I finished my wheat harvest in the first week of July, and it was exciting, surprising, and a lot of work, both mentally and physically, to figure out how to get flour from a grass. There are many steps to this process that I had not experienced prior to this adventure. The first was using a scythe. What a dance!
Keeping the tool sharp and close to the ground, sweeping the blade across the wheat with a rock of my hips, it was a challenge to make the cut straw fall with the heads of wheat all pointed in the same direction. Despite my inexperience, I was able to cut my 20×20 foot patch in a matter of minutes, gather it into bundles, and transport to my porch, where it sat and dried, waiting for the next step.
Threshing was the big challenge. I know that people who grow wheat on a larger scale would want to have a threshing floor, where they can beat the wheat and let the berries fly out of the hulls, to be swept up later.
I don’t have a threshing floor, though, so I decided that I would rather trample my wheat in tubs, where I wouldn’t have to worry about the berries going every which way. I was able to gather a group of eager adventurers to help me pop the heads off of all the wheat, throw them into tubs, and then to stomp barefoot on top of them. The berries popped out of their hulls, some more eagerly than others, and after aggressive stomping for about five minutes we were ready to winnow a tub. Winnowing is one of the most romantic images I can think of—I imagine women in India or Ethiopia tossing baskets of wheat up into the wind, letting the chaff fly away while the berries fall back into the basket. It’s a process that requires patience and skill.

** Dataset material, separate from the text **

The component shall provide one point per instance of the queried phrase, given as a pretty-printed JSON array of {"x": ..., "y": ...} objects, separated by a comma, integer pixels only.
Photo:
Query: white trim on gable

I’ll admit it: I used a fan. Less patience and less skill are necessary. I took the threshed tub of wheat and slowly poured it into a bowl, letting the stream of wheat and chaff pass through my electric-powered wind. It is amazing and magical that it actually does work! There was a great pile of chaff on my porch, and wheat berries in my bowl. I poured and re-poured in front of the fan, scooping out the heads that had not shed all their berries, setting them aside for another threshing. Once I had no more chaff flying out of my wheat berry stream, I poured the grain into my jar. I ended up with something like 2 gallons of wheat berries, maybe 14 pounds.
I honestly don’t know how much wheat I should have been able to produce from my plot, but I do know that it is a satisfying feeling to plunge my hands into a gallon jar of wheat, knowing that I planted it, harvested it, threshed and winnowed it, and that I am now going to grind it (with a Lehman’s grain mill of course!) and turn it into food for myself, my friends, and my neighbors. And now that I know the hours of work that went into my small harvest of wheat, I can truly appreciate the hard work of the people through the ages who have relied on grain crops for their sustenance—and as my neighbor rolls down the hill in his combine full of wheat, I can be grateful that so many good people are in the business of feeding people.